O PRACE procura uma nova racionalidade organizacional, ou uma nova orgânica, alegadamente para devolver o Estado ao seu bom estado. Mas todo o programa foi apresentado de forma demasiado aprazível e redonda, como se o desenho organizacional obedecesse apenas à lógica da arrumação das caixinhas, da extinção de órgãos consultivos (em staff), de serviços desconcentrados, correspondendo tudo isto a uma certa ideia mecanicista da própria organização, tudo o resto esquecido.

Dir-se-ia que foram lidos, e desenterrados, alguns fundamentos organizacionais de Taylor, de Weber, de Fayol, de Gulick, de Moovey, de Raily, de Scott e Mitchell, entre tantos outros sucedâneos. Dir-se-ia que foram descobertas questões polémicas sobre as quais nunca tínhamos pensado antes, dir-se-ia que era mais outro Ovo de Colombo, dir-se-ia que o génio de Sócrates e do governo estavam ao rubro. Mas?nada disso.

Todos podemos fazer alguma formulação onde englobamos a reestruturação das coisas, onde propomos novos modelos, onde fazemos bonecos interessantes para inglês ver. No entanto, qualquer aluno meu de gestão que apresentasse um trabalho de projecto deste teor, onde não figurasse o tempo de implementação, um programa de trabalhos para essa implementação, o encadeamento das actividades e o objectivo de cada uma delas, onde não fossem nomeados os responsáveis e intérpretes para as actividades, onde não houvesse um exaustivo descritivo funcional, onde não pudéssemos ver as métricas para avaliação aos vários níveis e ao longo do tempo, onde não pudéssemos, enfim, perguntar o custo e saber o que fazer em caso de desvio para o objectivo, estaria chumbado. E bem chumbado.

Convinha, a bem de todos, do país e da reconfiguração que temos pela frente, saber algumas coisas, por forma a não falarmos só pelo lado do governo, substituindo-se à legitimidade do accionista Estado, mas borrifando-se para tudo o resto.

Assim, o accionista fica satisfeito - paga menos? Quanto menos? Se há obrigação que o governo tem é a de dizer quanto custa? Quanto se poupa? Quanto menos se vai pagar, quanto se vai investir e quais os custos previsíveis da transição? Nada se sabe mas, como se vê, convinha.

A organização interna fica mais acometida, mais empenhada, mas participativa em construir um melhor Estado? Quanto maior for a sangria organizacional, mandam os livros e o bom-senso, que maiores tenham que ser os rituais de compensação e de remuneração dos que ficam. Está previsto algum trade-off para quem fica na Administração Pública no durante e no pós-implementação?
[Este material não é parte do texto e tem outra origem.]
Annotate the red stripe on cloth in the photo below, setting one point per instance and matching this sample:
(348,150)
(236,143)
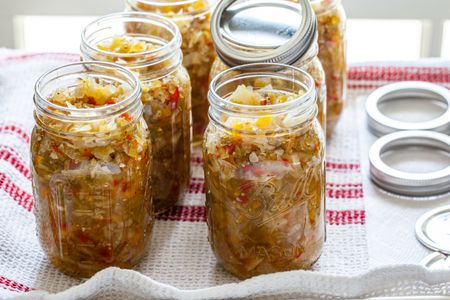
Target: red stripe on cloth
(198,214)
(346,217)
(342,166)
(343,185)
(70,57)
(11,149)
(345,193)
(390,73)
(12,285)
(22,197)
(16,130)
(184,214)
(15,162)
(196,186)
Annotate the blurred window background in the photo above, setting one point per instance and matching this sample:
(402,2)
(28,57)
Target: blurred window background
(377,29)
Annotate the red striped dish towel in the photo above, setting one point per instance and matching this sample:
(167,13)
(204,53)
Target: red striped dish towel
(180,255)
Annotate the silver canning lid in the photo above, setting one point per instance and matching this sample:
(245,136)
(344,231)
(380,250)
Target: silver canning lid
(436,261)
(262,31)
(381,124)
(433,229)
(409,183)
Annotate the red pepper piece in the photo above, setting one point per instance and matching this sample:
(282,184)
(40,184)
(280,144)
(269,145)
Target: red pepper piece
(229,148)
(242,199)
(83,237)
(254,169)
(106,254)
(247,186)
(174,98)
(55,148)
(91,101)
(127,117)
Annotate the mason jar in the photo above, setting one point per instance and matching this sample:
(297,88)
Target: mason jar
(193,19)
(332,53)
(264,170)
(149,45)
(233,52)
(90,163)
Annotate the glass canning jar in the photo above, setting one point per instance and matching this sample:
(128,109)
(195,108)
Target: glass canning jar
(307,61)
(264,169)
(149,45)
(332,53)
(193,19)
(311,64)
(90,162)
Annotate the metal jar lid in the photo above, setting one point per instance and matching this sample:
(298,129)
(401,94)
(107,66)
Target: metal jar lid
(263,31)
(409,183)
(433,229)
(381,124)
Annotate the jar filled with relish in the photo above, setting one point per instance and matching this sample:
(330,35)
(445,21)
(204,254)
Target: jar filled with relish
(90,162)
(264,169)
(332,20)
(239,39)
(193,19)
(149,45)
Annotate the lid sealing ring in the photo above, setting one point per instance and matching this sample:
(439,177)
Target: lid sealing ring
(234,51)
(408,183)
(381,124)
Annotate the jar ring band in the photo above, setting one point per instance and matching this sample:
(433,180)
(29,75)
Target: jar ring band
(380,124)
(408,183)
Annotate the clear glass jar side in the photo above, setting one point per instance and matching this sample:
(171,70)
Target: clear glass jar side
(167,111)
(332,53)
(264,191)
(166,96)
(90,180)
(193,19)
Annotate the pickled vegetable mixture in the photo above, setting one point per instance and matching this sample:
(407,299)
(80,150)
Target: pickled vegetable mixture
(332,26)
(313,67)
(193,19)
(265,188)
(167,111)
(90,181)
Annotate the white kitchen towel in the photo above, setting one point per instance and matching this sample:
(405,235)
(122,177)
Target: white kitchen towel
(180,264)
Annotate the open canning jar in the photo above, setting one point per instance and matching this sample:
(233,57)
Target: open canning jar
(332,53)
(240,38)
(90,159)
(193,19)
(264,169)
(149,45)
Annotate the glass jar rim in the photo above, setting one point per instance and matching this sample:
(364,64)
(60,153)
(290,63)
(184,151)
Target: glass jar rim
(303,102)
(167,50)
(42,104)
(133,5)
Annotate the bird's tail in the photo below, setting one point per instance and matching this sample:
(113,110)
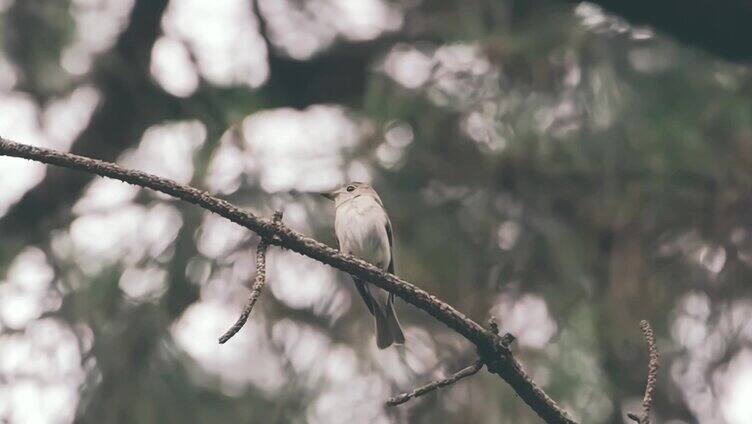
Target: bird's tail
(388,330)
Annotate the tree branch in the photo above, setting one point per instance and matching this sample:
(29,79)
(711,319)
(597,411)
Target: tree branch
(647,400)
(497,356)
(258,285)
(420,391)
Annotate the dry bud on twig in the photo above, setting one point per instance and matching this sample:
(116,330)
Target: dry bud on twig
(647,400)
(258,285)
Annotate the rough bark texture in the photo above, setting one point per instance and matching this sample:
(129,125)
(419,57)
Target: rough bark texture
(491,349)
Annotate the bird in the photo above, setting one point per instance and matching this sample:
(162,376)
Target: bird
(363,229)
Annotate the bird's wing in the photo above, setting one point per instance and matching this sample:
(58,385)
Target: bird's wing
(390,236)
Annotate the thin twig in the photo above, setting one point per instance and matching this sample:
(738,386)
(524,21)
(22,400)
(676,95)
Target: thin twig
(647,400)
(258,285)
(420,391)
(498,358)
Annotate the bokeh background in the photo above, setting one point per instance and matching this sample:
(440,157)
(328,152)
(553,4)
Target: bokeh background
(542,161)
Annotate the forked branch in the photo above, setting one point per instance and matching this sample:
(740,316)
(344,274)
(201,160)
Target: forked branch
(497,356)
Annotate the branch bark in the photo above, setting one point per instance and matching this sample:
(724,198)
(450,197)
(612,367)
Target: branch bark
(428,388)
(496,355)
(647,400)
(258,285)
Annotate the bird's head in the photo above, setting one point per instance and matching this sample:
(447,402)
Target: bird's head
(350,191)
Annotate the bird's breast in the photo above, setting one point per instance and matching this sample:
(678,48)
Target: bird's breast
(360,225)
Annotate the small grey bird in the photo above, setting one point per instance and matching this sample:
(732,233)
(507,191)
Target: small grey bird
(363,229)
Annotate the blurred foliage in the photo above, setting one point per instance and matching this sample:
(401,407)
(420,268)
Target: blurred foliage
(544,162)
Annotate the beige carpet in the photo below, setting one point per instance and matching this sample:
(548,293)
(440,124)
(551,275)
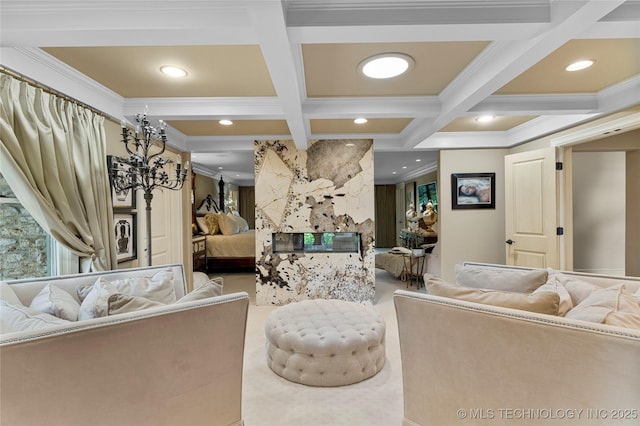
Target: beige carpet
(269,400)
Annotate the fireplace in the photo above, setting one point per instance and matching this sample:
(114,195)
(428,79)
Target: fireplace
(316,242)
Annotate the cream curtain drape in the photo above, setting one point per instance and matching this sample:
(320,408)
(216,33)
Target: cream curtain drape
(53,156)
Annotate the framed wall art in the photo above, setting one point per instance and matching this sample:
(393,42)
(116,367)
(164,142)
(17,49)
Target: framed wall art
(473,191)
(124,229)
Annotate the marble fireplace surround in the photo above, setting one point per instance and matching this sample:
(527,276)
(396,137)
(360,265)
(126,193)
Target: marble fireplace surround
(327,188)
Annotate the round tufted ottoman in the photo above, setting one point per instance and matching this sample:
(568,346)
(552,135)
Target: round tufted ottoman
(325,342)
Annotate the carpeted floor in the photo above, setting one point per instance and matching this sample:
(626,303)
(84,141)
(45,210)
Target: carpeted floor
(269,400)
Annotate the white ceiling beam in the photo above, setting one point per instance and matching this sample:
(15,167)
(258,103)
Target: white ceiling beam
(502,61)
(269,24)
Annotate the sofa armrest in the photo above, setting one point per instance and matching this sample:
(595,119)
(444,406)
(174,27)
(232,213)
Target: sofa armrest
(460,355)
(178,364)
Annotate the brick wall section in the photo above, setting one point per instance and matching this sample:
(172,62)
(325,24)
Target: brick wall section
(23,243)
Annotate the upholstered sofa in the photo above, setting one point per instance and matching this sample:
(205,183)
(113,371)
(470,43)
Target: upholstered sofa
(472,363)
(174,364)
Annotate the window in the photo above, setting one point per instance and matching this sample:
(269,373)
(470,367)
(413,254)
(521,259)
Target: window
(25,248)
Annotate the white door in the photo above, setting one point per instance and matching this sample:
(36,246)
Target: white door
(530,209)
(166,227)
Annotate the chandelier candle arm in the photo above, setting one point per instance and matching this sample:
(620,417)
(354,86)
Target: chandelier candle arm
(144,167)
Está previsto algum tipo de ritual vivificador e rejuvenescedor da capacidade de resposta da organização Estatal remanescente? Nada se sabe mas, como se vê, convinha.

Foi inquirido o mercado, todos nós contribuintes, ou pelo menos foi visto o ponto de vista dos contribuintes sobre como encaravam a reformulação? Foi perguntada alguma coisa aos clientes do Estado? Não me lembro e, no entanto, em qualquer projecto deste teor seria fundamental. Mais uma vez, nada se sabe mas, como se vê, convinha.

E, no final, o que se ganha em sustentação, qual o efeito de aprendizagem previsível e acumulado no pós-mudança? Mais uma vez, nada se sabe mas, como se vê, convinha.

Resumindo, convinha a todos mudar. Mas convinha mais ainda perceber que, antes de mudar é preciso trabalhar mais essa mesma mudança. Convinha.